The band worked closely together on the new record, each of them taking a hand in mixing the final songs, which, unlike their 2012 self-titled debut, were fleshed out in the recording process. "This record was a little bit different than the first because we experimented in the studio rather than figuring out the songs through performing live," says drummer Matthew Correia. The record's chiming 12-string guitars and vocal harmonies certainly reflect a history of sandy, deep-rooted California rock—unsurprising from a band that hails from LA and was raised on the beachy bands of the West Coast.
Their easygoing music envisions LA as a mecca for fame and fortune, while recognizing the often frustrated yearning that lurks in their city's creative underbelly.

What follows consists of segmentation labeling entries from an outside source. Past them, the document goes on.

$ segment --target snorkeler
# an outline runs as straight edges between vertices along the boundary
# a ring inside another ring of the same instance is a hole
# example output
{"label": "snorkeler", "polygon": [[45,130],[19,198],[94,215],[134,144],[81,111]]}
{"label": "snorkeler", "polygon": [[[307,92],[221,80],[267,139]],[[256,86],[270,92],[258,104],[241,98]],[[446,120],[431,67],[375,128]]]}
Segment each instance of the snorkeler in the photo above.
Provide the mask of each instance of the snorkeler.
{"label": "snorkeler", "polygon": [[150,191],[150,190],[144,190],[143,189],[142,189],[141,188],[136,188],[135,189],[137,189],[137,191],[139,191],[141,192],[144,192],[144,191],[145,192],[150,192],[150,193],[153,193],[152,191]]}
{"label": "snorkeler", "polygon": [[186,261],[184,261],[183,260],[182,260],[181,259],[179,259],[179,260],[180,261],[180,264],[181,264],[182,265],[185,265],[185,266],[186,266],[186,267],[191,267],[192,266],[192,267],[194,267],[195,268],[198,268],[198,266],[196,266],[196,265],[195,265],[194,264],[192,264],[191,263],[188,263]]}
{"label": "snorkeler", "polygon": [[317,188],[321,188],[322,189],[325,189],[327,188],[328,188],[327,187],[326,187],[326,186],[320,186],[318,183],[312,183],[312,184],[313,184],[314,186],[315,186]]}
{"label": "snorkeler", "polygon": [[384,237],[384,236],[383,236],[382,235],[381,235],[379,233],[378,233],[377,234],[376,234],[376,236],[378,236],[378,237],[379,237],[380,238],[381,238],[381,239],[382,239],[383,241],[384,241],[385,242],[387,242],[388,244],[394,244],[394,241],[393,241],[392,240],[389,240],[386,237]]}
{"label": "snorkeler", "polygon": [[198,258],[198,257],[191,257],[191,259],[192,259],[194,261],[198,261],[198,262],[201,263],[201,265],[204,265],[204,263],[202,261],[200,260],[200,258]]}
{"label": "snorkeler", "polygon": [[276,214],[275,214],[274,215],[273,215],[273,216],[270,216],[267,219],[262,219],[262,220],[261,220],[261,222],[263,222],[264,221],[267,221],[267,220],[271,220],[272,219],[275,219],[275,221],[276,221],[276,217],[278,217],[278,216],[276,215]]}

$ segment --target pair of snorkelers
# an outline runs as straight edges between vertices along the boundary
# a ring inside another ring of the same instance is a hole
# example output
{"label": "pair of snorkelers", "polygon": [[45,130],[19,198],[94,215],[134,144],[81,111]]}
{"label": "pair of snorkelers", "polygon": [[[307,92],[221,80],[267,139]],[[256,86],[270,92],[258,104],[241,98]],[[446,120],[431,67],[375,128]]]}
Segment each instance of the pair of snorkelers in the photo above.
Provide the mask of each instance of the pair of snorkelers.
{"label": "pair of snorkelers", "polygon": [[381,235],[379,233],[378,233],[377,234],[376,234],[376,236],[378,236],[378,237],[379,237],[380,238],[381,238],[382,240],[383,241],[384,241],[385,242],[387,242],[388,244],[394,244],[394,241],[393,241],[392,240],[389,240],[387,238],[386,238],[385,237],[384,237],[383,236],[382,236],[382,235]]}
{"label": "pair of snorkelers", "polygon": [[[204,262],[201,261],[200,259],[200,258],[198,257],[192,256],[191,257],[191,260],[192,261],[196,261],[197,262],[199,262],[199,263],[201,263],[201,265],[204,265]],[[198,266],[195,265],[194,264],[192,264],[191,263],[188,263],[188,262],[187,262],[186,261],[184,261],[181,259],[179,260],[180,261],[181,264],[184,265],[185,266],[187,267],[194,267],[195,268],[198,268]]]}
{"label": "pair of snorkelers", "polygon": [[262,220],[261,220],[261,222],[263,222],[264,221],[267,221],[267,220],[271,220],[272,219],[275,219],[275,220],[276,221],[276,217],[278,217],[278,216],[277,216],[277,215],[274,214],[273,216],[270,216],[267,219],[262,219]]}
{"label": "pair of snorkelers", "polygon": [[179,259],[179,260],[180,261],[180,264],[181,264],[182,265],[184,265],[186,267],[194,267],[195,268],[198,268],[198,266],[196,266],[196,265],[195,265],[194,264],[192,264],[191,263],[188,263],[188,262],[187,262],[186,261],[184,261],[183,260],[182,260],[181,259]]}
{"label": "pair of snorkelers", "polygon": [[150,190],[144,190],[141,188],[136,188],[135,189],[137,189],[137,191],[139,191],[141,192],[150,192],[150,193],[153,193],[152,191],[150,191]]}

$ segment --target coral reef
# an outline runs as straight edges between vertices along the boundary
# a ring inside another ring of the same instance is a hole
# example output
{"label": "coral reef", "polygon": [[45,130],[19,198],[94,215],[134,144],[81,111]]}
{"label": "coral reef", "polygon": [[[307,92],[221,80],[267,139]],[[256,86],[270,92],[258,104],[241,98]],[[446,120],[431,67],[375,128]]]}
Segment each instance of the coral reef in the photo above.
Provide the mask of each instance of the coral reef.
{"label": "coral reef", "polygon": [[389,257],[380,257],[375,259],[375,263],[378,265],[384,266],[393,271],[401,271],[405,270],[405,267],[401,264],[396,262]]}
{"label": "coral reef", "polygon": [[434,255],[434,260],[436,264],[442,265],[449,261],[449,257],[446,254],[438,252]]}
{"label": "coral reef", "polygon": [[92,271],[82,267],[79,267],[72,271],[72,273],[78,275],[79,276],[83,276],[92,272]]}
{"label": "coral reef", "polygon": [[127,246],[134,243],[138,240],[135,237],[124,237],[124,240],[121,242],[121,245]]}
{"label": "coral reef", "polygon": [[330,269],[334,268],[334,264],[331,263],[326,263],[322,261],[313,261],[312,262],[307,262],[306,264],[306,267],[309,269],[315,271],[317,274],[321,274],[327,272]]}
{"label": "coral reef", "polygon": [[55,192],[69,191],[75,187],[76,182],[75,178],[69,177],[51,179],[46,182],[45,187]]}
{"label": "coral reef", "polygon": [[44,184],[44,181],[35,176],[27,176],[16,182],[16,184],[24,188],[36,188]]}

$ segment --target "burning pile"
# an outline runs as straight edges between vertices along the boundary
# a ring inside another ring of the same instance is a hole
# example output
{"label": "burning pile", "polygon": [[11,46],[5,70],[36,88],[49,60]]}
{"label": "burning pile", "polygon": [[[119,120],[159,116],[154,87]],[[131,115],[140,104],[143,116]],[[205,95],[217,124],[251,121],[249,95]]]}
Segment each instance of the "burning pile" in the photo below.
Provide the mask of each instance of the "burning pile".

Guitarist Pedrum Siadatian says, "I think [Worship the Sun] reflects a melancholy LA. There's an overall seediness to it, an element of people coming there to realize dreams and hopes, and many of them being unfulfilled. There's a sadness in that."
This underlying tension is what distinguishes the Allah-Las' brand of California folk- and surf-rock from the countless other bands that croon like the Byrds—their music is born from the 1960s garage and psychedelic era, but doesn't rely on its throwback familiarity. Michaud sums up the process of finding the sound of their second record: "There's the question of whether or not we want to make it the same or different—we went with our instincts to make a record that we would personally want to hear, and I think that it's worked."
Worship the Sun's warm vibes are hard to resist: They point in the direction of the beach while quietly warning of the undertow.